Shaping Theological Education through Global Conversation

I love being a Baptist, because being Baptist is all about freedom— freedom of worship, freedom of belief, freedom that’s for all people. Every January, I leave the cold lands of my Kentucky home and return to the place where Baptists began. 

Amsterdam is a city less for known Baptist history and more for abnormal coffee shops. It is here where I gather annually with believers from around the world to share research and engage in global issues and challenges. 

The International Baptist Studies Centre (IBTS) has a long history of providing theological education for faith leaders in countries around the globe. Located on the west side of the city, research colleagues travel from all around the world for the annual Colloquium, hosting conversations among scholars.

IBTS is a research community for the global church, a place for holy colloquy. This week, we gathered once again to engage in conversations on a global scale that touch our academic and ecclesial context.
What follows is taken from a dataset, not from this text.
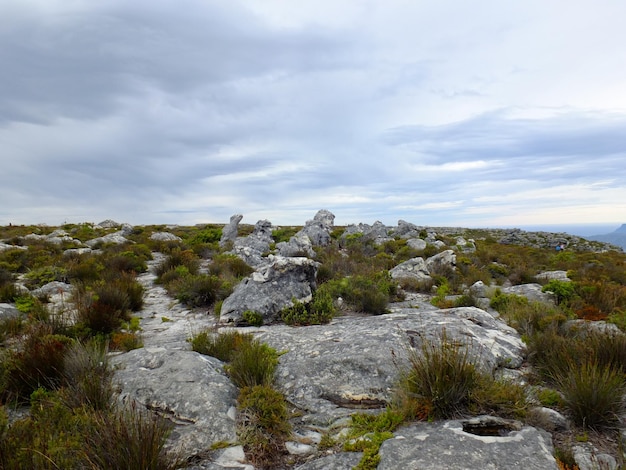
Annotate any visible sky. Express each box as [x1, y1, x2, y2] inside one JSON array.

IBTS is one of the few Baptist communities that lives out the true nature of being Baptist. 

Baptists create space for freedom of thought, belief and practice. Getting out of the country is a privilege in itself. 

Studying abroad every year is even more so. It is in this global Baptist community that I become fully aware of the privilege I have as an American. 
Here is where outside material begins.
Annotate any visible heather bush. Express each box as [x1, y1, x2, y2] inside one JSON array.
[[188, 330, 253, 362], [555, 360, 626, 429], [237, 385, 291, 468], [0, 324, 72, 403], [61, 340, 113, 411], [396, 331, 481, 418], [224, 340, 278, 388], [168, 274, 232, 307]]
Don’t get me wrong, I love being an American. America is all about freedom— freedom of religion, freedom of speech, freedom that’s supposed to be for all people. 

However, I’ve learned that as an American and a white person, I often arrogantly take these freedoms for granted. As a white American, it can be difficult to engage in a global conversation while sitting in the comfort of a coffee house where lattes cost more than an hourly wage in many countries. 

As a white American, it is challenging to see beyond my own bias to what is going on around the world when I have been taught that the world revolves around me. It isn’t until I literally step beyond the blinding biosphere of my narrow world that I learn to see how big God really is. When I engage with global diverse thoughts and beliefs, I get to see the Holy Spirit do her best work, transforming lives.  

IBTS creates a path to step into holy, transformative conversations with sisters and brothers living faithfully around the world.  It is a holy place where talking about peace looks different with a colleague from Lebanon. It is a sacred space where understanding war looks different when you listen to a theologian from Ukraine and a pastor from Russia. 

This is a community engaging in transformative conversations about justice and reconciliation from womanist, Jewish and Muslim scholars. Year after year, my eyes are opened when I show up at the Baptist House in Amsterdam. 

Year after year, my mind is transformed when I hear about the scholarly work from my global colleagues. Year after year, my spirit is renewed when I hear testimonies of the transformative work of the Holy Spirit in churches around the world. 

As a Baptist pastor and American doctoral student, I am so grateful that IBTS is shaping theological education by engaging in global conversation.